Nesse período, a população negra africana compunha a maioria da população mineira. Isso porque a expectativa de vida de um negro nas minas era de apenas sete anos, o que obrigava os colonos a trazerem cada vez mais escravos para manter a “produção aurífera” e atender os interesses da Coroa portuguesa. A escravidão africana em Minas Gerais acompanhou o processo de mineração e sua decadência, já no final do século XVIII.

Os descendentes de africanos são muitos no estado. No começo, se deu pelos chamados “nascimentos ilegítimos”, frutos, em sua maioria, de estupros de negras escravizadas pelos seus “senhores” portugueses. Registros históricos apontam a proporção de 10 nascimentos legítimos para 100 ilegítimos. Fazendo com que a população mestiça e negra fosse praticamente maioria no estado. Em 1720, a Capitania de Minas Gerais abrigava cerca de 250 mil habitantes, calculando-se 100 mil brancos, 100 mil mulatos e 50 mil pretos. E em 1870, mesmo depois do fim do tráfico de escravos, ainda havia 300 mil escravos no estado.

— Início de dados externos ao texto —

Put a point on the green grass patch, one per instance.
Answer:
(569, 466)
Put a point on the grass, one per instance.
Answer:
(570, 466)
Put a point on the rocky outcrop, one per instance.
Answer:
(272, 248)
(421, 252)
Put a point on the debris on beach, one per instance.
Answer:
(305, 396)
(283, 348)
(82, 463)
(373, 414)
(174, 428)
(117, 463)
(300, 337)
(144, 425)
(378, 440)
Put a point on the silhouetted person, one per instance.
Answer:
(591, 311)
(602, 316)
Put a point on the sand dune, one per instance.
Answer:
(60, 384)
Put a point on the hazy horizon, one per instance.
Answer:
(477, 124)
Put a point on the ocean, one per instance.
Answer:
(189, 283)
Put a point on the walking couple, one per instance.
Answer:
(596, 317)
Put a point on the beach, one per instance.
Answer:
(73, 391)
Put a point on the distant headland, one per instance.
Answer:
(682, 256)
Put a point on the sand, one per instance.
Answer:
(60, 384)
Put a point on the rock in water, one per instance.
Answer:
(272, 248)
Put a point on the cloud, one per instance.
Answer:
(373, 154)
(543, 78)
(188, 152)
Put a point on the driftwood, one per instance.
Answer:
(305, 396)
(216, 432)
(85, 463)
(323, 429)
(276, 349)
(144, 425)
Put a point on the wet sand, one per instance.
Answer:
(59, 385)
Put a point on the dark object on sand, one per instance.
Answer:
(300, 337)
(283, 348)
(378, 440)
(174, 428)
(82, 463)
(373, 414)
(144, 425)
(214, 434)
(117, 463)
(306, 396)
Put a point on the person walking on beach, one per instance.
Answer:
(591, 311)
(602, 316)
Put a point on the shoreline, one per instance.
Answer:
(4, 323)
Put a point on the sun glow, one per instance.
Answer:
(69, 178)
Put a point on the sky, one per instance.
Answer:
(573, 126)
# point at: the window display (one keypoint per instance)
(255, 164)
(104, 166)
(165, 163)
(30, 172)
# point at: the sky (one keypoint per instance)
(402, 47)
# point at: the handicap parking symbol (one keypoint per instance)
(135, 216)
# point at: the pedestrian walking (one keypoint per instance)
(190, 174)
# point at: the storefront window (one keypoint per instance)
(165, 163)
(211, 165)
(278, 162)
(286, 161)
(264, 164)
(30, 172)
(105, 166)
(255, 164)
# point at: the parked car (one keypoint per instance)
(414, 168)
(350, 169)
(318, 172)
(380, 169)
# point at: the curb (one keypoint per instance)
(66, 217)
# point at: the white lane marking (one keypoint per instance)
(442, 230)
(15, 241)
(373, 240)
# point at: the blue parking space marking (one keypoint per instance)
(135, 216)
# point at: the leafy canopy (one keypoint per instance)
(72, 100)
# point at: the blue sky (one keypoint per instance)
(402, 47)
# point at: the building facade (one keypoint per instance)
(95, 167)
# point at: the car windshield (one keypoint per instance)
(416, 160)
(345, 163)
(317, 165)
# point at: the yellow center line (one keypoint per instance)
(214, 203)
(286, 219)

Saiba mais: Um pouco da história dos escravos e do dinheiro produzido pelo garimpo no século XVIII foi preservado na Casa dos Contos de Ouro Preto e vale uma visita

Boa parte da arquitetura barroca de Minas Gerais também é uma herança dos negros como, por exemplo, o uso do que chamamos “pedra sabão” na construção de grande parte da arquitetura das cidades. Eram os negros e as negras que dominavam as técnicas, os instrumentos e as ferramentas específicas para trabalhar com a pedra sabão, desde o manuseio desse material na África.

A formação religiosa de Minas Gerais também teve influência da mão-de-obra escrava e traz consigo um forte sincretismo religioso que pode ser observado até hoje nas festas folclóricas de dezenas de municípios mineiros, como a festa do Rosário, e em danças como o candombe, a cavalhada e o congado, por exemplo.

Apesar de ser tão profundamente ligada à escravidão, a formação de Minas Gerais também foi marcada pela resistência dos povos africanos levados para lá. Muitos escravos se organizaram em quilombos e lutaram contra seus “senhores”, durante todo o período em que a escravidão era legalizada. Um dos quilombos mineiros mais conhecidos é o Quilombo do Ambrósio, situado na divisa entre os municípios de Campos Altos e Ibiá. Hoje, Minas Gerais possui mais de 500 comunidades quilombolas auto identificadas, sendo que 224 são reconhecidas pela Fundação Cultural Palmares.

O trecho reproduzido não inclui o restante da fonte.